D’abord, par ce qu’elle appelle le « rêve éveillé » qu’elle mène avec la praticienne en hypnose Marie Lisel, exploratrice sensorielle et elle-même artiste : « Je marche où on me laisse aller sur les chantiers, Marie Lisel est au téléphone, je lui décris ce que je vois, elle me donne des consignes, elle me guide, et je laisse libre cours à mon imagination. Le rêve éveillé met en avant le pouvoir de l’imaginaire, cette ressource infinie et libre que l’on a tous en soi. » Ce travail fera l’objet d’une publication de poésies.

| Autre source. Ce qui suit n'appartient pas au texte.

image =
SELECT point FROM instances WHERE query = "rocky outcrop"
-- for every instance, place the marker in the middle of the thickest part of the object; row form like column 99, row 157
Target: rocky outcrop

Ensuite, en demandant aux personnes qu’elle croise d’écrire de façon anonyme un texte très court à partir du mot “Demain”. Texte dont elle se plaît à bousculer la syntaxe et les mots, « comme un coup de vent », parce que les choses qui nous arrivent ne sont pas toujours prévues et qu’il faut bien les recevoir comme telles. Un recueil de ces coups de vent poétiques devrait également être édité.

Et rendez-vous est pris pour qu’elle puisse observer les gestes d’amarrage et de largage des lamaneurs et ceux des épisseurs de câbles. Elle souhaite en effet filmer les gestes d’ouvriers encore porteurs de symboles, quand « ils fabriquent à partir de la matière et non en appuyant sur un bouton ». Une fois dans leur contexte de travail, une fois hors contexte, lorsque le corps en mouvement porte en lui la mémoire de ces mêmes gestes. Expérience qu’elle a déjà réalisée avec des pilotes de ligne, qui refaisaient leurs gestes de pilotage dans des lieux bien éloignés de leurs cabines, dans leurs cuisines par exemple, et sur lesquels elle portait alors un regard décalé pour rencontrer l’ancrage dans le sensible et la noblesse poétique du geste de travail.

« Les pilotes étaient fiers de devenir inspirants pour les autres, d’entrer dans la sphère artistique. Il s’agit pour moi de montrer le potentiel créatif des gens à travers la forme quasi chorégraphique que devient par exemple le geste d’un marin sans bateau. Les images que je filmerai ici seront projetées sur scène et je verrai comment mon corps peut fonctionner avec cette matière-là. Cela donnera un spectacle prévu à Saint-Nazaire avant la fin 2021. »

Et ce n’est pas tout : Florentine Rey dirigera également des ateliers d’écriture sur le travail en période de Covid à partir des temps d’échanges d’un groupe de parole déjà constitué en partenariat avec le Comité des œuvres sociales du personnel territorial de la Région nazairienne (COS) qu’anime le sociologue et ergonome Damien Cru, et dont résultera encore une fois une publication.

Une plongée en atmosphère profonde, donc, qu’elle prépare avec tous ses sens, la Compagnie des 5 Mondes, où se croisent travailleurs des Chantiers, artistes, tout le passé du quartier et la silhouette de Jacques Higelin qui y posa son sac à l’occasion de la remastérisation du film Le bonheur est pour demain, s’avérant une bonne porte d’entrée. 

* Auteure de nombreux recueils de poésies, dont Le bûcher sera doux ou Je danse encore après minuit. A sortir prochainement : L’année du pied-de-biche (éd. du Castor Astral) et une co-traduction avec Franck Loiseau du recueil Drive, d’Hettie Jones (éd. Bruno-Doucey).